Can you suggest some materials that deal with how transformer can be applied to time series database like EEG ?
great great 👍💯
Thanks 🙏🏻
what is the difference between self attention and multi head self attention? is both are same just instead of single attention multi head attention use multi heads?
where do the W come from?
Good question! These W matrices are learnable parameters of the model. They could be initialized randomly if we build a transformer from scratch, and gradually updated and learned through back-propagation.
6:00 Does each attention head only process part of embeded token?
Example: Say, there is 100 token and 2 attention heads.
Does each head only process 50 tokens.
??
If yes, then how can we make sure each head can understand whole context of sentence, while it only consumes half of sentence?
That’s a great question
The multihead attention splits the feature dimension not the sequence dimension. So that way, each head is able to see entire sequence, but working on a smaller feature-size.

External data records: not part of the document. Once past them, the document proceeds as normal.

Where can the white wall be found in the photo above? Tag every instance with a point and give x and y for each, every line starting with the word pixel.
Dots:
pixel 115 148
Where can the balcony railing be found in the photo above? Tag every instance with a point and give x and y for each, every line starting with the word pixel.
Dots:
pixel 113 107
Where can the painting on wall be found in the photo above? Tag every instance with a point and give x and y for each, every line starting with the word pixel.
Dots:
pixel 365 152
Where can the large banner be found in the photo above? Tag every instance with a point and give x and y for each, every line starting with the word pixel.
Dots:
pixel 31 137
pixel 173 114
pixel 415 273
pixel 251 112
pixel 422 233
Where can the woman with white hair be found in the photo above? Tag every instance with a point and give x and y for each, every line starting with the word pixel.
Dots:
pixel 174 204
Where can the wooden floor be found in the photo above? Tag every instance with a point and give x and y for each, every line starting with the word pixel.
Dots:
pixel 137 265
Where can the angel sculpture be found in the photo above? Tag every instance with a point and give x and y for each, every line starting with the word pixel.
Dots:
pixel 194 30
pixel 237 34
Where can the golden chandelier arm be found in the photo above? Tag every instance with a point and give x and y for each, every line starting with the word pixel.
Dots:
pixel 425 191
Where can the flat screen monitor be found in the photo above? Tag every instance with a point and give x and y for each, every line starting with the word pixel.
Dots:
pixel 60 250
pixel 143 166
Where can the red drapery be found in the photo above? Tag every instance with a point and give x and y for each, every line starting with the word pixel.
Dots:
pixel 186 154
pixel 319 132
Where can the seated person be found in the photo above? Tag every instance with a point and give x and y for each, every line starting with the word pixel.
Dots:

Example : input is 100 token and each embedding vector is 256 dimensional . Then with 8 heads , each head will process tensors of size 100x16
@@PyMLstudio understood... Great explanation.. Thank you, Bro...
100x16 or 100x32?
thank you
great video ! Really enjoyed the explaination in a simple way specially for the cross attention. Any plan to explain some other concept aside some python ? Would love it
Thanks for the comment. Yes, my plan is to first cover transformers , then I’ll also cover more general machine learning and deep learning concepts as well, and some of them with Python implementation
How to do the cross attention mechanism if we have a three feature x,y, rag with size of
x.shape torch.Size([8, 768])
y.shape torch.Size([8, 512])
rag.feature torch.Size([8, 768])
So, let's assume query=y, key=x, and value=rag for our explanation, but remember, you can adjust this configuration depending on your specific needs. Given these tensors, our first step is to ensure that the dimensions of the query, key, and value match for the attention mechanism to work properly. Since y has a different dimension (512) compared to x and rag (768), we need to project y to match the 768-dimension space of x and rag:
query_projector = Linear(512, 768)
query_projected = query_projector(query) ## --> 8x768
With this projection, all three tensors (query_projected, key=x, value=rag) now share the same dimensionality (8x768), making them compatible for the multi-head attention, where each head involves dot-product between query_projected and keys, followed by Softmax and multiplying by the values.
Remember that the assignment of x/y/rag to query/key/value can change depending on your use case and where these tensors come from.
I hope this answers your question.
Thanks a lot sir @@PyMLstudio
When you find people who makes science easy and engoyable 🫡
This paper is amazing! Thank you very much for making this video. Quite good!